Присутствующие переглянулись.
«Это что-нибудь недоброе!» – мелькнуло во взгляде Ларисы, брошенном на Синтянину; та поняла, и сама немного изменясь в лице, сказала майору:
– Филетер Иванович, вы совсем бестолковы.
– Чем-с? Чем я бестолков?
– Да что же это вы нам открываете новости по капле?
– Чем же я бестолковее вас, которые мне и по капле не открыли, что вы этого не знаете?
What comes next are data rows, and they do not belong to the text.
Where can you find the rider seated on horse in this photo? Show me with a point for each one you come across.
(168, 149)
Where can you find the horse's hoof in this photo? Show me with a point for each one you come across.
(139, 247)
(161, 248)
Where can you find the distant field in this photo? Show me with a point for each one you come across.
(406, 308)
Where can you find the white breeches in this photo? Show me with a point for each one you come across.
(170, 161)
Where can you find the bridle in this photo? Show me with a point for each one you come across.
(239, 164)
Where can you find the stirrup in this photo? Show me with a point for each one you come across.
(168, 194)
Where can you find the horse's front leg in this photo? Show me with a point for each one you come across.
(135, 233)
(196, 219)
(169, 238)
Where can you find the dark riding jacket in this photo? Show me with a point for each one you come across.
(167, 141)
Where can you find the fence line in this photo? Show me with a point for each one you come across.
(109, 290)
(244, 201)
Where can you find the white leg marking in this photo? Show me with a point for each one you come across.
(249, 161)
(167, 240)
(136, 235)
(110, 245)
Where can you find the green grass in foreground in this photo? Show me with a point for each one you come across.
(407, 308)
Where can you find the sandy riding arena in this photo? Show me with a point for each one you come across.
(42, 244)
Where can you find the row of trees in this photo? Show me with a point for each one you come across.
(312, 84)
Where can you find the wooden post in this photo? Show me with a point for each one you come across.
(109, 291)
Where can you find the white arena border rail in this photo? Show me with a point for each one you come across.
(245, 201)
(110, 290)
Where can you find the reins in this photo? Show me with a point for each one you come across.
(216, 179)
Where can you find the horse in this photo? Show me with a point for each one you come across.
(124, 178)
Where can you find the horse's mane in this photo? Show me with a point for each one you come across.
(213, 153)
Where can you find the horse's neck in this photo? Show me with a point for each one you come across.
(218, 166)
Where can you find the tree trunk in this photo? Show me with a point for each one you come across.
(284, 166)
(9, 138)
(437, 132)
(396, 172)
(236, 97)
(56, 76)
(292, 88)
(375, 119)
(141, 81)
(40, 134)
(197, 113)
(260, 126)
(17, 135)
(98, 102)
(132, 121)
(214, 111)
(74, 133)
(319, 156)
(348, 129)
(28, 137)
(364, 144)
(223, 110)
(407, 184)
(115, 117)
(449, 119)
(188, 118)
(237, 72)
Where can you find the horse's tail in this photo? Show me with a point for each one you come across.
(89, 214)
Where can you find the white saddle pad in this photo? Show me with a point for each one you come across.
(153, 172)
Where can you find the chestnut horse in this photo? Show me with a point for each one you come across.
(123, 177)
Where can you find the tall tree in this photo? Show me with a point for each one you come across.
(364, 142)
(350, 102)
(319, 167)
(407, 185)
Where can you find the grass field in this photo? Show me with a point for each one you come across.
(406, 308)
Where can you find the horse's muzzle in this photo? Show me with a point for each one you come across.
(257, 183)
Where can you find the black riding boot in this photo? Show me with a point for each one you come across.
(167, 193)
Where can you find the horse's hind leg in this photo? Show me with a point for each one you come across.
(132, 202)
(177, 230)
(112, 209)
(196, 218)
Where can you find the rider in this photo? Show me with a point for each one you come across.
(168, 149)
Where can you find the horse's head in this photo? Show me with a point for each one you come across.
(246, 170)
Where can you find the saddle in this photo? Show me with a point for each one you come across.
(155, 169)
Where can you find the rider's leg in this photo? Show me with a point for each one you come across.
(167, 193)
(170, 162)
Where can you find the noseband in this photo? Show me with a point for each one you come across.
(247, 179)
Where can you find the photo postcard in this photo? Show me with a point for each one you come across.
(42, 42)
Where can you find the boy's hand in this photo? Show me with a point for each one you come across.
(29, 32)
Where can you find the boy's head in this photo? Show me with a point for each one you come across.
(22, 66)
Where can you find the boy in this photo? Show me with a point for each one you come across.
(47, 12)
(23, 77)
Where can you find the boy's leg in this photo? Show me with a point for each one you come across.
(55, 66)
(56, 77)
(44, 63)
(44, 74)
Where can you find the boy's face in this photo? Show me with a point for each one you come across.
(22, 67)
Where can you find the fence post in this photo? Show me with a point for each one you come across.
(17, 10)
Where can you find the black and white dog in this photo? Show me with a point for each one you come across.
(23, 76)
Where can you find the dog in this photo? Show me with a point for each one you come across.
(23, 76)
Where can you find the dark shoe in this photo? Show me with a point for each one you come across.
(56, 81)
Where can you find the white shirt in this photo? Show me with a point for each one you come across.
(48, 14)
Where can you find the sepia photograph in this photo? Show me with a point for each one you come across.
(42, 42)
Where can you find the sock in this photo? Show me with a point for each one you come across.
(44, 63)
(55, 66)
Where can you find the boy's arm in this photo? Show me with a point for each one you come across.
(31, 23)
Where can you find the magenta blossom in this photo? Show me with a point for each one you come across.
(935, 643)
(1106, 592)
– Откуда же мы могли это знать?
– А разве он не писал об этом Ларисе Платоновне?
– Ничего он не писал ей.
– Ну, а я почему мог это знать?
– Но вы, Филетер Иваныч, шутите это или вправду говорите, что он вдет сюда? – спросила серьезно Лариса.
По дорожке, часто семеня маленькими ногами, шла девочка лет двенадцати, остриженная в кружок и одетая в опрятное ситцевое платье с фартучком. В руках она держала круглый поднос, и на нем запечатанное письмо.
Лариса разорвала конверт.
– Вы отгадали, это от брата, – сказала она и, пробежав маленький листок, добавила: – все известие заключается вот в чем (она взяла снова письмо и снова его прочитала): «Сестра, я еду к тебе; через неделю мы увидимся. Приготовь мне мою комнату, я проживу с месяц. Еду не один, а с Гор…»
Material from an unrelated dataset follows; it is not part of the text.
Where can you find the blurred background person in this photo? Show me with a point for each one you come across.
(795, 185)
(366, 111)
– Не могу дальше прочесть, с кем он едет, – заключила она, передавая письмо Синтяниной.
– Не прочтете ли вы, Филетер Иванович? Форов посмотрел на указанную ему строчку и, качнув отрицательно головой, передал письмо Подозерову.
– «Горданов», – прочел Подозеров, возвращая письмо Ларисе.
– Так вот он как будет называться ваш рок! – воскликнул майор.
– Филетер Иванович, вы несносны! – заметила ему с неудовольствием Синтянина, кинув взгляд на немного смущенного Подозерова.
– А я говорю только то, что бывает, – оправдывался майор, – братья всегда привозят женихов, как мужья сами вводят любовников…
– А что это за Горданов? – сухо спросила Лариса.
– Я, кажется, немножко знаю его, – отвечал Подозеров. – Он помещик здешней губернии и наш сверстник по университету… Я его часто видел в доме некиих господ Фигуриных, где я давал уроки, а теперь у него здесь есть
дело с крестьянами о земле.
– Фигуриных! – воскликнула Лариса. – Вы видели его там? Он их знакомый?
– Кажется, даже родственник.
– Интересный господин? – полюбопытствовала Синтянина.
– М-мм! Как вам сказать…
Подозеров, казалось, что-то хотел сказать нехорошее о названном лице, но переменил что-то и ответил:
– Не знаю, право, мы с ним как-то не сладились.
– А вы кого же у Фигуриных учили?
– Там были мальчик Петр и девочки Наташа и Алина.
– А вы эту Алину учили?
– Да; она уже была великонька, но я ее учил.
– Хороша она?
– Нет.
– Умна?
– Не думаю.
– Добра?
– Господь ее знает, девушки ведь почти все кажутся добрыми. У малороссиян есть присловье, что будто даже «все панночки добры».
– «А только откуда-то поганые жинки берутся?» – докончил Форов.
– Эта Алина теперь жена моего брата.
– В таком случае малороссийское присловье прочь.